On December 22, 2017, President Donald Trump signed into law the most far-reaching tax reform legislation in a generation after Congress approved a short-term spending bill on Thursday, which will keep the government funded through January 19, 2018. Thursday's bipartisan spending bill allowed the President to sign the $1.5 trillion tax bill this year without triggering $136 billion in cuts to federal programs, including direct subsidies for Build America Bonds, Recovery Zone Economic Development Bonds and other direct-pay bonds.

The Budget Reconciliation Act for Fiscal Year 2018—popularly known as "The Tax Cuts and Jobs Act" (TCJA)—is generally effective as of December 22, 2017, and repeals authority to issue advance refunding bonds and tax-credit bonds after December 31, 2017. However, some of the tax bill's provisions that indirectly impacts tax increment financing (TIFs) take effect immediately, including but not limited to, a provision that makes governmental capital contributions to corporations taxable (repealing portions of section 118). That contribution structure is common in TIF deals for governmental contributions to a corporate TIF developer, if made pursuant to a master development plan that was approved by the governmental contributor on or before December 21, 2017.

Other provisions of the TCJA may affect the value of tax-exempt bonds. The TCJA would, for tax years beginning after December 31, 2017, and before January 1, 2026, generally reduce individual marginal tax rates, increase individual income thresholds for higher tax brackets and reduce the number of individuals subject to the alternative minimum tax (“AMT”) by increasing both the exemption amounts and the exemption amount phase-out thresholds for taxpayers other than corporations. For tax years beginning after December 31, 2017, the TCJA would also repeal the corporate alternative minimum tax and would impose a 21% flat income tax on corporations, replacing 15%, 25%, 34%, and 35% marginal tax rates applicable in 2017 under section 11(b) of the Internal Revenue Code. 

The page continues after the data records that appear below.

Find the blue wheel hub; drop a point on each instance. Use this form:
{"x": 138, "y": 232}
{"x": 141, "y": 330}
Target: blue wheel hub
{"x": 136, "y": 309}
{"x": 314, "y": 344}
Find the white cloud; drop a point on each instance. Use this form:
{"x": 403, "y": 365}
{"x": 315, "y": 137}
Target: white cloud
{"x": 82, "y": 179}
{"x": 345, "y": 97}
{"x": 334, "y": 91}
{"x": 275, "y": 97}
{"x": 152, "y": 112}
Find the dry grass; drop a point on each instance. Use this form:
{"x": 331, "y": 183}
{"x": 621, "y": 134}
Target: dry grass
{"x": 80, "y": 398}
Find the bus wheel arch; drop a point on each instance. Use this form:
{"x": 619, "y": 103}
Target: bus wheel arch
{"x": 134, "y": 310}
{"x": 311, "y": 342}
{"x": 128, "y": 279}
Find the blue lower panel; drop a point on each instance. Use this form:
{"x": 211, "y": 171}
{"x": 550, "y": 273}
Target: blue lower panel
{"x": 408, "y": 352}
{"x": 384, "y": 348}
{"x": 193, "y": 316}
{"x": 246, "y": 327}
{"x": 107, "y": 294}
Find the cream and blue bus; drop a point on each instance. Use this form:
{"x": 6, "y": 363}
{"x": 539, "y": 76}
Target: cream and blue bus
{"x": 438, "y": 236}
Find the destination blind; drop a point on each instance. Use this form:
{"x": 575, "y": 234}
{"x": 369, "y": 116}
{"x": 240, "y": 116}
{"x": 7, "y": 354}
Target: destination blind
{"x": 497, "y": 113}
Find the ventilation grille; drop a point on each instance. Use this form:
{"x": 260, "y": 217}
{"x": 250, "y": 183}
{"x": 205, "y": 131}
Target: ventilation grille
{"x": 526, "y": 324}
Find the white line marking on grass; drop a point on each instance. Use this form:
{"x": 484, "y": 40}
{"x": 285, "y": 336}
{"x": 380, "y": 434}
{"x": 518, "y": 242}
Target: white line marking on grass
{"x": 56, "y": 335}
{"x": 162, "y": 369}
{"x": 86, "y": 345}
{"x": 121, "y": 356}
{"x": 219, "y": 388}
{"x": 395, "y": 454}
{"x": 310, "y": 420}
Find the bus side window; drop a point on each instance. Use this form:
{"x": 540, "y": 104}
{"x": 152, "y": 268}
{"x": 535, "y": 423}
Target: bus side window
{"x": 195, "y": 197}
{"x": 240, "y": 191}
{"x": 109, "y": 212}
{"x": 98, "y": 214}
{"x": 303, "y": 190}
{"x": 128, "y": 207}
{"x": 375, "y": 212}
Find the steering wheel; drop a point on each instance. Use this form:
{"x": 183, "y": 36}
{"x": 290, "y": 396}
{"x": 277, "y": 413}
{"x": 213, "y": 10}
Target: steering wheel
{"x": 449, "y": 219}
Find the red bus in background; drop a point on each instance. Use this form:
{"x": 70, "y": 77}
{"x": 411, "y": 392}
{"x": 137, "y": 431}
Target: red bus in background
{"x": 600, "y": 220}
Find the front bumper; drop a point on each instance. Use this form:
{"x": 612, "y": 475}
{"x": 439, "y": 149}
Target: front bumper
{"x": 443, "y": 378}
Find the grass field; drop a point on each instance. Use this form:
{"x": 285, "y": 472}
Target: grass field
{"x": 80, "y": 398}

These provisions will indirectly affect the value of tax-exempt bonds to bondholders, because a 40% corporate tax rate cut is expected to tighten yields between taxable and tax-exempt securities. The after-tax value of interest paid on tax-exempt bonds is 14% more valuable in a 35% corporate tax environment than in a 21% corporate tax environment. Many banks have anticipated that difference and negotiated provisions in direct purchases which will effectively raise the cost of borrowing for many tax-exempt issuers and borrowers to offset the lower value of tax-exempt debt in an environment with a lower U.S. tax rate. Those provisions may become effective as of January 1, 2018.

The effect of the 21% rate may be felt immediately in many outstanding bonds purchased by banks as a result of interest rate provisions that require a recalculation of the rate, based on a change in the corporate tax rate.